Friday, July 22, 2011

Long Distance

LDR - I hear it often more than not now... maybe people talk about it and well frankly are in it? Some choose not to be on for well obvious reasons.

I didn't know how many many people actually participated in a LDR until more recently. I still don't understand everything it entitles but its the same thing as a regular relationship except you can't physically feel them. I mean for some, one of their goals after "getting to know each other" so well is finally being able to meet in person and see where it can go from there while others already knew each other and had the misfortune of being separated.
There is more hardship when there is a lack of communication in a LDR ... well as there should be more you know there will always be issues with not being able to communicate especiallly on a daily basis but what happens when weeks go by and you know nothing? Or You've only been able to talk briefly over the phone... you've fallen for this person but there isn't communication. You have probably hope but are you living an illusion or can this dream come true? How about being in a relationship for years and the hope to one day meet but you are devout but what's going on, in the other side? You know you're true and you're told they're true but with the lack of communication is it true?
Like any relationship as it truly happens you always talk everyday for a while and you enjoy the company and the talking and getting to know. But, it always diminishes. And suddenly you find yourself wanting to talk to them and they're not there as much.
I know there are so many means of communication and frankly the best one is Skype... My sister's bf travels a lot, he plays baseballs not in the majors I think in the minors trying to move up but they're constantly texting, and they set up skype dates. I've seen her get all dolled up just for her little date, it's kind of cute. Seeing the other person on the other side and them seeing you back. They've been dating for 4-5 years and just started the LDR but they make it work. But, they've known each since 9th grade high school and didn't coincide until the aftermath. But, they're different, even though its still hard.
Getting to know a person you've never met before. Talking to them, feeling happy, giddy, explainable because all people you've met IRL have never made you feel like that. They just disregard you as nothing but another disposable girl who they think they can spend their life with but don't want to think about.
So with this LDR you can experience the mutual awe of seeing each other. The actual looking into your eyes, the smile, the scent of their musk, feeling their hands, seeing everything... How long must you wait? Will it happen?
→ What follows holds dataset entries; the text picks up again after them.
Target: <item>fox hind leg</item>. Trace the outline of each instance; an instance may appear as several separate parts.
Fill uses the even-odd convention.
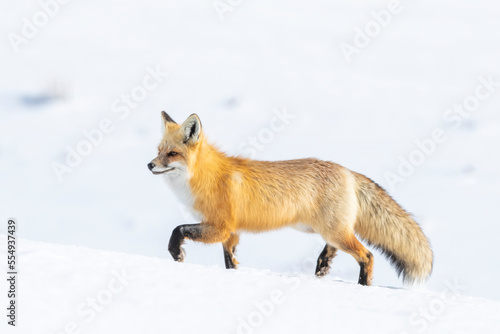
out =
[[[238,266],[238,261],[236,260],[234,253],[236,252],[236,246],[238,245],[239,241],[240,241],[239,234],[231,233],[229,238],[222,243],[226,269],[236,269]]]
[[[329,244],[325,245],[325,248],[319,255],[316,264],[315,275],[317,277],[323,277],[328,274],[328,272],[330,271],[330,264],[332,263],[332,260],[336,254],[337,254],[337,248],[330,246]]]
[[[339,248],[352,255],[359,264],[358,284],[371,285],[373,280],[373,255],[359,242],[354,234],[343,239],[338,244]]]

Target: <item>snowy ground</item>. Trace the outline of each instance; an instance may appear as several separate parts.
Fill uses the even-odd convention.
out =
[[[455,282],[440,292],[405,291],[76,246],[25,240],[20,245],[22,313],[12,333],[500,330],[500,302],[462,296]]]
[[[402,0],[394,9],[380,0],[315,0],[307,4],[269,0],[242,1],[232,9],[221,14],[221,20],[212,1],[71,1],[60,5],[47,24],[14,48],[12,34],[29,31],[23,18],[32,21],[43,9],[37,1],[3,1],[0,233],[6,231],[7,218],[15,217],[21,238],[157,258],[132,257],[152,261],[144,267],[138,264],[140,260],[132,265],[131,272],[139,281],[152,268],[161,270],[151,290],[148,283],[142,284],[150,291],[149,299],[123,297],[127,312],[133,313],[134,303],[151,309],[156,303],[166,303],[164,298],[155,300],[160,292],[153,289],[158,287],[166,289],[161,293],[178,298],[175,307],[158,307],[162,315],[174,314],[196,326],[201,322],[188,321],[188,316],[208,317],[215,305],[226,303],[220,301],[226,297],[251,296],[238,304],[250,305],[246,309],[232,309],[230,303],[224,306],[241,312],[238,314],[250,312],[254,296],[265,298],[252,287],[264,286],[265,291],[269,287],[270,291],[285,273],[305,277],[304,290],[294,296],[309,289],[317,299],[329,295],[326,290],[330,289],[333,294],[346,294],[345,298],[315,300],[316,306],[307,307],[316,311],[311,315],[276,311],[288,319],[302,317],[311,326],[346,318],[345,313],[352,311],[368,319],[390,320],[387,326],[393,325],[390,317],[394,316],[402,330],[418,332],[418,324],[408,325],[408,317],[421,305],[428,307],[450,282],[458,282],[460,295],[499,300],[500,269],[495,265],[500,235],[496,208],[500,199],[498,2]],[[389,10],[393,11],[390,19],[383,15]],[[372,37],[360,37],[360,30],[377,27],[376,17],[388,23],[378,33],[370,32]],[[351,51],[353,47],[357,50],[349,57],[342,51],[347,44]],[[485,84],[488,81],[492,83]],[[179,121],[198,113],[208,137],[229,153],[271,160],[332,160],[388,188],[415,214],[431,240],[435,266],[427,288],[435,293],[370,290],[344,283],[355,282],[358,274],[358,266],[345,254],[335,259],[331,276],[319,283],[310,277],[311,265],[301,261],[317,257],[321,239],[293,230],[243,235],[238,254],[243,270],[238,273],[220,270],[220,245],[189,243],[189,265],[171,263],[166,250],[170,233],[192,218],[162,180],[146,168],[161,136],[161,110]],[[276,112],[284,111],[293,116],[280,123],[279,131],[271,131]],[[434,149],[427,147],[429,153],[412,173],[405,174],[405,181],[391,186],[388,173],[398,173],[400,159],[422,157],[415,142],[428,143],[437,129],[446,140],[435,143]],[[255,146],[252,138],[257,138]],[[86,155],[76,158],[73,152],[78,150]],[[70,172],[58,177],[55,164],[59,168],[71,165],[67,167]],[[98,281],[109,276],[106,261],[114,260],[102,255],[108,259],[99,262],[105,268],[94,273],[92,262],[85,260],[87,264],[80,266],[75,260],[84,259],[87,251],[71,248],[67,252],[75,258],[65,254],[66,250],[60,254],[66,266],[42,270],[44,255],[49,256],[47,263],[57,262],[51,258],[55,251],[46,253],[36,245],[20,244],[21,263],[30,270],[29,275],[25,273],[26,282],[40,284],[44,291],[23,290],[21,285],[21,295],[33,304],[20,317],[27,324],[31,317],[41,319],[42,313],[35,310],[44,309],[45,328],[54,332],[67,318],[49,317],[56,299],[39,294],[52,291],[65,296],[63,309],[72,312],[82,296],[95,293]],[[29,254],[38,257],[39,264],[29,265]],[[97,254],[92,256],[97,259]],[[166,273],[172,274],[172,285],[159,283]],[[96,275],[96,282],[91,283],[89,275]],[[187,279],[190,275],[192,281]],[[213,280],[205,281],[199,275],[213,275]],[[216,280],[221,280],[219,285],[227,282],[239,294],[205,295],[202,287],[218,286],[213,283]],[[199,293],[181,299],[184,284],[194,283],[200,286]],[[140,289],[141,283],[134,284]],[[401,287],[394,270],[378,253],[374,284]],[[361,296],[365,293],[366,300]],[[359,299],[353,300],[352,295]],[[197,308],[198,298],[205,308]],[[290,302],[284,308],[297,308],[298,312],[300,298],[292,298],[297,298],[295,304]],[[368,298],[390,302],[380,309],[373,303],[365,307]],[[458,313],[446,308],[433,322],[435,327],[429,328],[455,326],[452,318],[476,324],[463,313],[469,299],[459,300]],[[482,305],[478,309],[491,305],[499,313],[497,302],[483,302],[478,302]],[[337,311],[328,313],[332,318],[310,321],[318,320],[313,313],[326,312],[321,303]],[[347,308],[344,303],[349,303]],[[28,302],[24,305],[28,307]],[[476,303],[470,305],[475,305],[471,310],[475,312]],[[119,325],[115,320],[120,309],[113,312],[116,318],[111,314],[103,317],[102,328]],[[137,308],[135,312],[145,311]],[[233,316],[219,316],[226,322],[231,319],[224,330],[233,328],[234,332],[237,319],[235,313],[229,314]],[[71,318],[69,313],[67,317]],[[259,331],[272,331],[280,322],[271,318]],[[49,324],[50,319],[56,320]],[[349,319],[353,319],[354,329],[368,326],[360,318]],[[488,326],[491,322],[486,320]],[[160,321],[148,324],[164,326]],[[219,333],[215,329],[209,332]]]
Who goes to see who?
I'm sorry but I'm always suspicious maybe it's because sadly I've never met a man to be completely true. Not to put men down but maybe a call once a week would be nice and that's because the thoughts are more serious. I truly hate the phone but i don't when it comes to you.
People have tried wanting to meet me but I've never wanted to meet someone like I've wanted to meet you. You're a special person in my heart. I don't lose hope I'll get to meet you sooner than later but I really wish I can see you face to face. Seeing as you talk and everything else that would come with getting to know you. I dream a lot but I hope this isn't just a dream.